Turning the Corner
Turning the Corner
Some caregivers come to the journey with a peaceful attitude about the blessing of spending time with their loved one(s), taking each day in stride with a placid and go-with-the-flow energy. Others come into it as the “tragic hero/heroine” feeding on the sympathy and empathy of family, friends, and strangers. They share the journey with anyone who will listen as they are frenetically overwhelmed all the time. Others are completely flummoxed because they hide from what is happening and believe that if they don’t think about, plan for it, or talk about it…it won’t happen; everything will work itself out. And then there are people like me, the logistics folks, who plan and prepare and study. We know what’s coming. We are ready. But there are the turn-in-the-road moments when, no matter which way you’re dealing with caregiving, some things just hit you in the gut.
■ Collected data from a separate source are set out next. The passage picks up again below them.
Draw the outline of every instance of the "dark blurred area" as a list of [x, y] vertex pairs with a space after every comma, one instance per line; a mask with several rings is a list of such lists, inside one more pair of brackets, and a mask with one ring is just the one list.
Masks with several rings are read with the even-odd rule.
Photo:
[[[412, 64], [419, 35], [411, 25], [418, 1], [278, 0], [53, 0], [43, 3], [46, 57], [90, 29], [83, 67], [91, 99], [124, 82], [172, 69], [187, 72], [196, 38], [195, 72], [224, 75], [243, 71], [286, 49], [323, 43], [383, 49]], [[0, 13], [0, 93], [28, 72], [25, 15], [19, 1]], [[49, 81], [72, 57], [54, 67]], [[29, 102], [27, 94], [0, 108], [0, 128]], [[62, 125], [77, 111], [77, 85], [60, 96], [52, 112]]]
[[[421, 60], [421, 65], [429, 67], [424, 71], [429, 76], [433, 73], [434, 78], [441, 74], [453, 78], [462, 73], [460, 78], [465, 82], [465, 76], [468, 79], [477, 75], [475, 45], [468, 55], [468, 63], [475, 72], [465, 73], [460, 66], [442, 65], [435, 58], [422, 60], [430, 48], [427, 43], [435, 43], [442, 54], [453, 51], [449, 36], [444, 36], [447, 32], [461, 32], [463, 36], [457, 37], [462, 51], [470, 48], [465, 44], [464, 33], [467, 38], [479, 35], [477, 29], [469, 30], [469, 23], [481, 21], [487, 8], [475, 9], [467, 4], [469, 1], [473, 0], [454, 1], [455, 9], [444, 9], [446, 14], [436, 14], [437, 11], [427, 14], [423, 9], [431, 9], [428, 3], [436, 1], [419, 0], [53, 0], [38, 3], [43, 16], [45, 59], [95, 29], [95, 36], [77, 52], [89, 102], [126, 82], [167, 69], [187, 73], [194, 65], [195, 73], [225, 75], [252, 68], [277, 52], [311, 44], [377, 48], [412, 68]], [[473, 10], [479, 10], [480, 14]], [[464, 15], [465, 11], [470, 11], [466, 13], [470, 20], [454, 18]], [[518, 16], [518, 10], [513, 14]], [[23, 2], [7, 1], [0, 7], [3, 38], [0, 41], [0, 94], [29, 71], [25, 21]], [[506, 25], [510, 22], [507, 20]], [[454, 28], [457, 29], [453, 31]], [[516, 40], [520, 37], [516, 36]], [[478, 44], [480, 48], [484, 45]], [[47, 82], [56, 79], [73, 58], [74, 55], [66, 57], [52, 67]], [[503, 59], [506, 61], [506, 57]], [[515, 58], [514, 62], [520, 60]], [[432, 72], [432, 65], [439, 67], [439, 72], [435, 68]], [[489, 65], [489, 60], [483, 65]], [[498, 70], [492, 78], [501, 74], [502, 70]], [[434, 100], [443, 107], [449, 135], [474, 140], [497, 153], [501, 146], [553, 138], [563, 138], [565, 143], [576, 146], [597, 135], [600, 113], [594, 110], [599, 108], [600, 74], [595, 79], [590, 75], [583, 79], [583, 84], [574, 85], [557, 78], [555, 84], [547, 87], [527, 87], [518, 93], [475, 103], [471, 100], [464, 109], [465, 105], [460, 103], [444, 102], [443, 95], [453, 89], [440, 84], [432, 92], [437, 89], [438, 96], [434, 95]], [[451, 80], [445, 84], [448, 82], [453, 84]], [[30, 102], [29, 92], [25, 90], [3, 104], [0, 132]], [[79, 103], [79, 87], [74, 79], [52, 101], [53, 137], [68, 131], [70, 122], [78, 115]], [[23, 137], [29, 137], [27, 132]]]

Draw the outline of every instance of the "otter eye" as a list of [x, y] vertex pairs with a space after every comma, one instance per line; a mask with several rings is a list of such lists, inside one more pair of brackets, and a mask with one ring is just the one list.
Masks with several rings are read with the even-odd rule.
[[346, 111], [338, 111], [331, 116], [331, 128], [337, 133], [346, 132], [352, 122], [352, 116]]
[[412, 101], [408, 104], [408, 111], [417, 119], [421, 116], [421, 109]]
I recently had one of these very difficult days. But I didn’t realize it at the time. It didn’t hit me until after I returned home from spending a few hours with my Dad. Suddenly the tears came pouring down as I rocked in my overstuffed chair-and-a-half while looking out my sliding doors to the terrace where rain created rippling pools on my terrace.
On Saturday (the day before my birthday), I went to see my father and mother. I brought a celebratory lunch to share with them (as we have done almost every year), and my mother told me, “Oh. I just fed your father.” And Mom then went on to do some things in another room and left me sitting with Dad.
While I ate my lobster, conch fritters, and cheesecake by myself (the lobster was still hot from the gourmet market steamer and I was hungry after all), my Dad talked to me. His words were real words, but they followed no logical connection to anything I could understand. I nodded and laughed and agreed with him, taking his cues on what he might expect as my response. He grinned at me. I stuck my tongue out a little bit at him, and his eyes twinkled as he returned the same gesture. It was a sign, a private signal, we’ve always shared. Other people wink, we do a tip-of-tongue-wave.
Today, Wednesday, just four days after that birthday visit, Dad looked at me and smiled with the same placid energy he gives a new aide or nurse who comes to take some blood or do an assessment. Like I was just another person here to perform any of the myriad of services my father, on hospice care, gets all week. He’s a nice man. Friendly. He smiles at people because he’s always liked to make people happy. But there was no warmth in his eyes today. No joy to see his daughter. No reaction to my proffered tongue wave. His eyes closed again soon after I arrived.
He spent the rest of my two plus hour visit pointing, stabbing, and reaching out for someone from somewhere deep in his dreams. His eyes remained closed. His face expressed what was going on in his mind…anxious and then happy and then confused. He was gone from me. In his own world. My wish/hope is that he is finding happiness there in his younger body and mind. I hope he is dancing through fields filled with flowers or playing ball with his friends or hanging around with Miss Pensacola as he did when he was in the Navy.
Some days the “window is open” and my father’s dementia is not so obvious. He knows me. We can connect. Today, for the first time, he did not know me. We’ve turned the corner, and I do not like the new direction we’re destined to travel together.